Но тут против логики он подымается со стула и говорит:
– Надо позвонить в Москву – смотаюсь в гостиницу.
Его отговаривают: «Ты же не хотел звонить». – «Ну да. Но ведь надо… Я смотаюсь в гостиницу и сейчас же приду». – «Ты точно придешь?» – это уже спрашивает Коля Кукин, по-мужски спрашивает, и он Коле отвечает: «Приду…» – по-мужски же при этом Коле мигнув и быстрым своим шагом как бы поторопив судьбу.
Идти ему под гору – он очень легко идет. (Когда на эту горку они взбирались, Коля Кукин шел впереди, она сзади, и платье Валентины плескалось на ветру, как знамя.) Он вдруг радуется, что спьяну не оставил у них, не забыл портфель. Он идет к станции, где успевает взять билет и садится в тот самый местный поезд, кажется припоздавший; он успевает еще и сообразить, что у Коли он набрался и что никак нельзя проспать ту маленькую станцию, от которой ему идти пешком. Хмельной, он засыпает и просит сидящего напротив мальчишку толкнуть его ногой на станции такой-то.
С поезда он идет сильно спеша – скоро начнет темнеть, и ладно, если он не все посмотрит, но хорош же он будет в темноте на кладбище, где не отличишь креста от креста. Ему не по душе, что он так спешит и гонит, но успокаивает вдруг пришедшая широкая мысль, что в крайнем случае он здесь же и заночует: лето!..
Он выбрал шагами поле, за полем правее пересек сухой лог с чахлыми деревцами: путь неблизкий. Еще он пересекает небольшое поле рослой травы, но вот уже и пригорок, с которого видно, что направо гора с гребешком, а налево – пологая с кладбищем. Успел. Засветло. Отмахавший столько-то километров, он стоит весь мокрый, и, поскольку вид уже вид, он может позволить себе быть неспешным, идти ровно, а вид – вбирать.
Он идет левее и пересекает Марченовку, после чего взбирается на пологую гору с распадающимся и теряющим форму темно-зеленым прямоугольником: вот оно. Или лучше и правильнее: вот они . Потому что они, кто выбирал место для деревеньки, тоже лежат здесь, хотя их-то крестов уже много-много лет нет и в помине. Крестов вообще мало. Это можно ощутить: есть тишина деревни, есть тишина вымершей деревни, и есть тишина кладбища вымершей деревни.

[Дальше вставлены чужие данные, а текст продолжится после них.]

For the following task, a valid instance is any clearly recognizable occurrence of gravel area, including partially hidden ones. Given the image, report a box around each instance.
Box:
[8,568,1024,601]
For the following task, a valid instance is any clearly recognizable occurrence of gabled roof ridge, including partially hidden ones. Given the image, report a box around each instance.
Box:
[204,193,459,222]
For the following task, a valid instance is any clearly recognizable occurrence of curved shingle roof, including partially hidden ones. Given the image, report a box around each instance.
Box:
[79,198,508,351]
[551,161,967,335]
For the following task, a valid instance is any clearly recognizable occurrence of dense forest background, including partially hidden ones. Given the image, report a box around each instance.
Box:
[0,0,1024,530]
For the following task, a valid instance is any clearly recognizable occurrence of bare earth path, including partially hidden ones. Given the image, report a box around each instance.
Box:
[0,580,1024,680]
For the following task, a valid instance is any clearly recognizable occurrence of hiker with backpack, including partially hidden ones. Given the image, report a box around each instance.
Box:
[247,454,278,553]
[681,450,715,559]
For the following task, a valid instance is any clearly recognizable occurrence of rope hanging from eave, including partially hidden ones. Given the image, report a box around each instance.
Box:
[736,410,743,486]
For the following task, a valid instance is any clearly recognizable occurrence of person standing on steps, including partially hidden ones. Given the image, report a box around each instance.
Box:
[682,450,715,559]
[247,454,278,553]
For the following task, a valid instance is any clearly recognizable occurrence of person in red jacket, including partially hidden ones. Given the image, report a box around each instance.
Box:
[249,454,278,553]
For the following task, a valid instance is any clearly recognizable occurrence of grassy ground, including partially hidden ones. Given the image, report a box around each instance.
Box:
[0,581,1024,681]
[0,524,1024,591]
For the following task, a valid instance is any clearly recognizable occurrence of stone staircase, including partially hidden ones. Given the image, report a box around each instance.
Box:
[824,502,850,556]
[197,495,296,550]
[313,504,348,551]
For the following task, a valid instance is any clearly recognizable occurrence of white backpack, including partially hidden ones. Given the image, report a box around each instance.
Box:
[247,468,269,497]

Час или полтора света у него в запасе – негусто, и потому он смотрит то, что можно увидеть, и читает, что можно читать. Видит он штук пять крестов, наклоненных так, что вот-вот упадут, и остальные штук пятнадцать, которые уже упали – кто на восток головой, кто на запад. Фамилии те же: Трубниковы… Ярыгины… Грушковы… их бы и не разобрать, если не знать; но он знает и читает легко, видит, где фамилии недостает трех букв, где пяти, а где и вовсе вместо слова остался один-единственный слог. Дерево изъедено: сплошная труха от дождей, ветра и червя. Особенно не повезло Королям – они были в середине кладбища, где терновник уже напрочь вытеснен ширящейся лысиной ковыля и степной полыни, где кресты распались и легли под ветром, как изъеденные палки: одна большая и две малых рядом. Запустение полнейшее. Толщина изъеденных, распавшихся крестов щемяще мала, жалка, и только кой-где болтающаяся на палке жестяная табличка с двумя-тремя сохранившимися буквами говорит знающему, что здесь лежат Короли.
Граница между Королями и Грушковыми условная – опять же только знающий знает. Впрочем, оградок и отделенности здесь никогда не было, все лежат вместе, если же и есть какая-то отобранность фамильной тесноты, то лишь по той и естественной причине, что муж хотел лежать поближе к жене, а сама она ближе к детям, а маленького Сережу, привезенного из города и здесь умершего, совестно было приткнуть с краю, почему и положили меж дедом и его старухой…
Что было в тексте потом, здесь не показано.